2.2 is also a chance for the habitually, by turns, seductive and combative Elizabeth to show more humor and civil grace than we’ve seen to date (again, like Hamlet), and a rare moment in 2.2 where the plot is palbably moved forward. While Richard III‘s protagonist spends most of his time doing things and very little feeling things, Countess Bathory has large pockets spent revealing character, similar to Henry VI‘s exposure of the false miracles (or arguably the entire Jack Cade rebellion), and definitely like Hamlet’s interaction with the Players.
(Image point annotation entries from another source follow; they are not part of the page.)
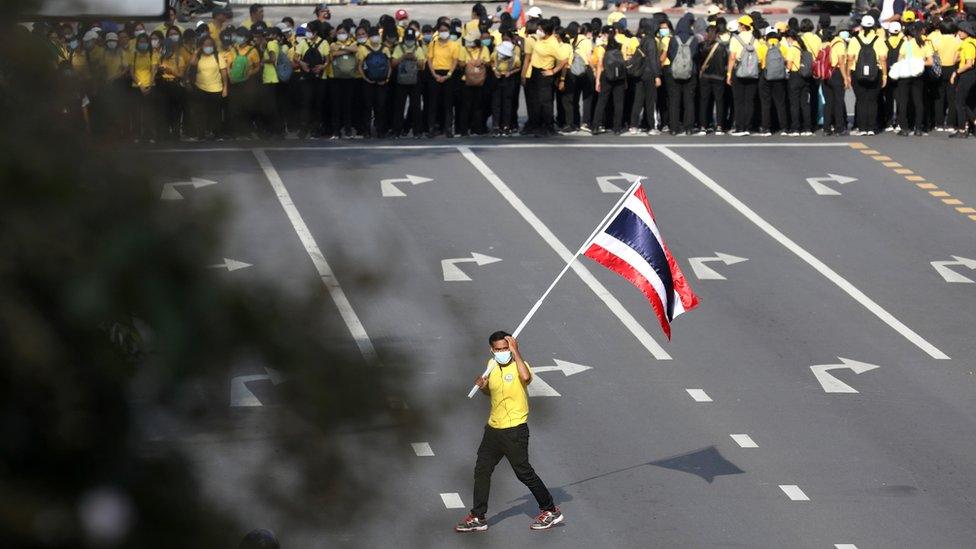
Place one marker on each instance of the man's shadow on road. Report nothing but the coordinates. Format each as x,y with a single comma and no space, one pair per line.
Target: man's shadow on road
706,463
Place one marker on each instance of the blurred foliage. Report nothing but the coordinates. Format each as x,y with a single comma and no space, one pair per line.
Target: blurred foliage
111,330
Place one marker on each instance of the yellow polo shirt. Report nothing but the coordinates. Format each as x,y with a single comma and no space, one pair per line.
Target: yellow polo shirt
509,396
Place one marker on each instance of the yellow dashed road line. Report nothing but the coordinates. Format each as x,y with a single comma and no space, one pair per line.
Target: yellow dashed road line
919,181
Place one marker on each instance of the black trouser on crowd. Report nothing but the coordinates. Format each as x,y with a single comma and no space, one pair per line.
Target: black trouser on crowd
587,93
608,90
374,95
343,91
170,94
570,102
403,93
866,98
543,91
799,103
835,110
772,94
964,106
506,87
744,100
470,117
944,107
711,110
512,444
681,102
910,93
645,101
205,113
441,100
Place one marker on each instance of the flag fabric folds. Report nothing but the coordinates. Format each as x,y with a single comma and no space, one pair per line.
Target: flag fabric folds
631,246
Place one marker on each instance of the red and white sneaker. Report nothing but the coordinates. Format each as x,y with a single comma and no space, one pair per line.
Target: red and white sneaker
471,523
547,519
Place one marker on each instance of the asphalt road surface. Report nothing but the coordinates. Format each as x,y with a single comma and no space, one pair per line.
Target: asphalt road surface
735,434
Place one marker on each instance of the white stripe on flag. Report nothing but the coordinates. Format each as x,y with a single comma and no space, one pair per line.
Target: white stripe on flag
635,260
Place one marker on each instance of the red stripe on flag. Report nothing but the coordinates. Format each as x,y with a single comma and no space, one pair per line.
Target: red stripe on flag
681,287
613,262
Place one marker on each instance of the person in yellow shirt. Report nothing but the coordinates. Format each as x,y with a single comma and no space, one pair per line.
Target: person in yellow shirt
913,49
374,70
507,435
442,60
506,63
964,80
211,84
944,95
143,68
834,88
545,63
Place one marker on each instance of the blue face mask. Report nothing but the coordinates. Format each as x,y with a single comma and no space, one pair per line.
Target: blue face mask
503,357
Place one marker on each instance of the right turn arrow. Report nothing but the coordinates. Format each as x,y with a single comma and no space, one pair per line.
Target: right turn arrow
833,385
942,267
704,272
817,183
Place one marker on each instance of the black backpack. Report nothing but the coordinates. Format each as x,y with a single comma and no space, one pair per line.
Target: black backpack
613,65
866,67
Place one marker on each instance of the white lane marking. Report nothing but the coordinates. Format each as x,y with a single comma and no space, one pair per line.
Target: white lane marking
699,395
348,314
452,500
744,441
599,289
630,145
806,256
793,492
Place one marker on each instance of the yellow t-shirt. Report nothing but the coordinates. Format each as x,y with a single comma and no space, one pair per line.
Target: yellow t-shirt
509,396
443,56
209,78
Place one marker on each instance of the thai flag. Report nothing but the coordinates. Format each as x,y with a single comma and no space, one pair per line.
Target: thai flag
515,8
631,246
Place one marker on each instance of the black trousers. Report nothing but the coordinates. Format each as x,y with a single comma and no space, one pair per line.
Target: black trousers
835,110
744,100
506,88
712,106
441,100
799,88
615,91
866,105
772,94
512,444
909,93
645,101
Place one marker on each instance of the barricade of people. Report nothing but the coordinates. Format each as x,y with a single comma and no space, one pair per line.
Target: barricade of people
398,78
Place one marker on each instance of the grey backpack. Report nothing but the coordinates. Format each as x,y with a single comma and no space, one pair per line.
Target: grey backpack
748,62
775,65
683,66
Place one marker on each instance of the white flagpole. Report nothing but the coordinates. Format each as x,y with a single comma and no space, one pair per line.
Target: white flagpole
581,249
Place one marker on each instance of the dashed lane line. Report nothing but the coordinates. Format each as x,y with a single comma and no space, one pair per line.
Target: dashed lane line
793,492
563,252
807,257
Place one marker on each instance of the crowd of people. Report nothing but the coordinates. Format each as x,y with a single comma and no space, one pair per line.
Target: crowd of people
394,78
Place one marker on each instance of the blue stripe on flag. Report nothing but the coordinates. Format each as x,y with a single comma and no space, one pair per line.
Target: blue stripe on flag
631,230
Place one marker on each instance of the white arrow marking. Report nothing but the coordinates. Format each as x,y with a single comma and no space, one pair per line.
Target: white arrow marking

But while Hamlet discovers inspiration and shame when faced with the passion of the Players, leading up to his famous “The play’s the thing,” Elizabeth discovers fury and paranoia in the face of the prideful and duplicitous Hapsbergs. She is torn, not between action and inaction, but two demanding courses that each feel time-sensitive: protecting her husband’s lands and staving off mortal rot. She ignores Helena Jo’s comforts, which might well have led her to the practical solution (defending her lands). Kate then offers a rare moment of insight, advice, and perhaps even concern; love will kill you every time: ignore it or just let it kill you. Bathory once again ignores the concern of her loyal servants, and gives over to the machinations of the forest witch: divinity trumps reality.

“Nay, I will be tumultuous as Nature,
And sway and shock this Planet: I’ll astound
The angels with th’extent of my Wilderness.
I must protect our lands: nay, they are mine,
I hold my lands, bondwomen, allies, foes,
And ev’ry thing that’s in this World shall be
A Blossom for my plucking. It’s my Land,
And I’ll defend it with these holy Hands.”